3. Index Compression¶

Introduction ¹¶

CPU is faster than disk, it remains idle while waiting for disk I/O.
Transferring data from disk to memory is slow.
Thus, transferring less data data (compressed), then decompressing it in memory is faster than transferring more data (uncompressed).
Many preparation steps considered lossy: stemming, stop words, case folding, number removal, etc.
Power law: estimate space requirements for a given information retrieval system.
Unicode is replacing ASCII as the standard character encoding scheme.
- ASCII: represents each character in 1 byte (8 bits).
- Unicode: represents each character in 1 byte (UTF-8), 2 bytes (UTF-16), or 4 bytes (UTF-32).
- Nowadays, most systems use UTF-8
Heap’s law: Estimate the number of unique terms in a collection, aka, the size of the vocabulary of a collection.
Zipf’s law:
- Estimate the frequency of terms in a collection.
- Each term frequency is lesser than the previous term frequency by a constant factor.
Compressing Dictionary: Dictionary-as-string:
- Store the dictionary as long string.
- Each word ends with a pointer to the next word, and a pointer to the posting list, and its frequency.
- Save up to 60% of the space.
Compressing Dictionary: Blocking:
- Instead of storing pointers after every word, store pointers after every k words.
- Saves the pointers space.
- K is chosen to be small, so that scanning the block is not a problem.
- If the term is within this block, then scanning the entire block to find it is not a problem.
- If the term is not in this block, the pointer will point to the next block, and so on.

Index Compression ²¶

Compression ratios of 1:4 are easy to achieve, potentially cutting the cost of storing the index by 75%.

5.1 Statistical properties of terms in information retrieval¶

The rule of 30 states RULE OF 30 that the 30 most common words account for 30% of the tokens in written text.
Eliminating the 150 most common words from indexing cuts 25% to 30% of the nonpositional postings.
But, although a stop list of 150 words reduces the number of postings by a quarter or more, this size reduction does not carry over to the size of the compressed index.
Lossy compression:
- Stemming, stop words, case folding, number removal, etc.
- Vector space model, dimensionality reduction, latent semantic indexing, etc.
- Useful in search engines as user queries are short, and the user only cares about the first few results, so the some postings that are far down the list can be discarded.
5.1.1 Heaps’ law: Estimating the number of terms:
- M = kT^b Where:
  - M is the number of distinct terms in the collection.
  - T is the number of tokens in the collection.
  - k and b are parameters that depend on the collection. 30 <= k <= 100, and 0.4 <= b <= 0.6.
- The dictionary size continues to increase with more documents in the collection, rather than a maximum vocabulary size being reached.
- The size of the dictionary is quite large for large collections.
5.1.2 Zipf’s law: Modeling the distribution of term:
- Help us understand how terms are distributed across documents.
- So if the most frequent term occurs cf1 times, then the second most frequent term has half as many occurrences, the third most frequent term a third as many occurrences, and so on.
- log cfi = log c + k log i where:
  - cfi is the frequency of the ith most frequent term.
  - c is a constant.
  - k is a constant, usually -1.
  - i is the rank of the term in the frequency table.

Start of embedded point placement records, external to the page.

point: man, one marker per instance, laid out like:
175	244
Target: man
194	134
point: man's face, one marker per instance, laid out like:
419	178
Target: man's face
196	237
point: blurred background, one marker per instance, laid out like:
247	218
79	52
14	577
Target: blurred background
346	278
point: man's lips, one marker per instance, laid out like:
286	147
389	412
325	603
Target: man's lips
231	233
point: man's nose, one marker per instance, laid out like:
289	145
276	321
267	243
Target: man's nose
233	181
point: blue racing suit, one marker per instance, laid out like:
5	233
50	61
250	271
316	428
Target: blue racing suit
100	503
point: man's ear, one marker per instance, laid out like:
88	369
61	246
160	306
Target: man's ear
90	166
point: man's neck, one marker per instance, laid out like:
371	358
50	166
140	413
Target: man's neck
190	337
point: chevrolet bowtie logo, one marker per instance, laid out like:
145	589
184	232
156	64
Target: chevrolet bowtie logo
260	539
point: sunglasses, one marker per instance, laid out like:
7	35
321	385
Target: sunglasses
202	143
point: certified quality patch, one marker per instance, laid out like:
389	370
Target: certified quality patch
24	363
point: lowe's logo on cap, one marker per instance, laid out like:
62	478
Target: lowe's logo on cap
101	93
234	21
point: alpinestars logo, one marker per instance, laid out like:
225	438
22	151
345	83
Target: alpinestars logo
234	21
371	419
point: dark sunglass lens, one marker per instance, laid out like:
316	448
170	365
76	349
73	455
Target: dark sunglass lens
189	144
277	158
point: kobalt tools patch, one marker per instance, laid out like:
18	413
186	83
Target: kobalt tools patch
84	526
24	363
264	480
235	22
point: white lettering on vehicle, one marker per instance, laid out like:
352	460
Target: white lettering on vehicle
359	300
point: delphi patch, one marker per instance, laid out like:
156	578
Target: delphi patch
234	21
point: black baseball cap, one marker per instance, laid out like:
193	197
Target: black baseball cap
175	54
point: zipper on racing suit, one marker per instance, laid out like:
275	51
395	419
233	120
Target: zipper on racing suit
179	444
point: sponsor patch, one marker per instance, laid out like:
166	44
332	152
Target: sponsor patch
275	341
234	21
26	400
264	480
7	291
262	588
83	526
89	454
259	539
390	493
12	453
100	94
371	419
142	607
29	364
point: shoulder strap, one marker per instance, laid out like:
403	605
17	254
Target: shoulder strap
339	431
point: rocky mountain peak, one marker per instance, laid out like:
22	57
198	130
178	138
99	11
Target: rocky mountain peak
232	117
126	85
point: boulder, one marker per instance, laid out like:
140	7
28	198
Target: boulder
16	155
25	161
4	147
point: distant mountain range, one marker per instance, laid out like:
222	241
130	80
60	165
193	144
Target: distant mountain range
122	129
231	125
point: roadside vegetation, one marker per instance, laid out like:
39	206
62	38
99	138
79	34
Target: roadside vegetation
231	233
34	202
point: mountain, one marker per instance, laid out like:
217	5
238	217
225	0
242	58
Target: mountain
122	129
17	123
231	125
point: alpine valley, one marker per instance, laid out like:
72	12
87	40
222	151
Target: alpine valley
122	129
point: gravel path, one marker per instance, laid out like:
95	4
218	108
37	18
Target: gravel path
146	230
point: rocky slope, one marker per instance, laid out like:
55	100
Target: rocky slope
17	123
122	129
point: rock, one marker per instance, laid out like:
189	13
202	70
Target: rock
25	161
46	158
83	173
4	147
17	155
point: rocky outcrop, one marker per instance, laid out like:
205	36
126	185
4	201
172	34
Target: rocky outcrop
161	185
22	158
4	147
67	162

5.2 Dictionary compression¶

The main goal of compressing the dictionary is to fit it in main memory, or at least a large portion of it, to support high query throughput.
Using fixed-width entries for terms is clearly wasteful, as it hast to fit the largest term, while most terms are much smaller than 20 bytes.
(20 + 4 + 4) = 28 bytes for each term in fixed-width arrays.
- 20 bytes for the term itself.
- 4 bytes for the frequency of the term.
- 4 bytes for the pointer to the posting list.
5.2.1 Dictionary as a string:
- Saves up to 60% of the space compared to fixed-width arrays.
- All terms are stored in a single string, not separated by any delimiters.
- The index does not include the term itself, however it includes a pointer to the term (the position of the term in the string).
- (8 + 4 + 4 + 3) = 19 for each term in generated dictionary string.
  - 8 bytes for the term itself.
  - 4 bytes for the frequency of the term.
  - 4 bytes for the pointer to the posting list.
  - 3 bytes for the term pointer.
5.2.2 Blocked storage:
- Instead of storing pointers for every term, store pointers for every k terms.
- Usually k is chosen to be small, and k = 4 is a good choice.
- The term string also includes the length of the term before the term itself, so that the term can be extracted from the string and each term is separated from the next by a delimiter.
- (8 + 4 + 4 + ¾ + 1) = 17,75 for each term in generated dictionary string, and k = 4.
  - 8 bytes for the term itself.
  - 4 bytes for the frequency of the term.
  - ¾ bytes for the pointer to the posting list, as we store the pointer for every k=4 terms.
  - 1 byte for the length of the term, that is added before every term in dictionary string.
- Increasing k reduces the number of pointers, gives us better compression, but it increases the time to find a term in the dictionary as scanning the block takes longer.
- Because of need to scan the block to get the exact term, more steps are needed to find the term than in the dictionary-as-string method (25% more steps).
Front coding:
- Consecutive entries in an alphabetically sorted list share common prefixes.
- E.g. Automata, Automate, Automatic, Automation share the prefix Automat and these terms can be stored in blocked storage as 8automat*a1@e2@ic3@ion
- Storing the common prefix on each term is wasteful; instead, we store the common prefix once, and then store the rest of the term.
Other compression schemes:
- Minimal perfect hashing:
  - A hash function that hashes every term to a unique integer from [0, N-1], where N is the number of terms in the dictionary.
  - Inserting a new term, requires rehashing all the terms, thus it is not practical for dynamic collections.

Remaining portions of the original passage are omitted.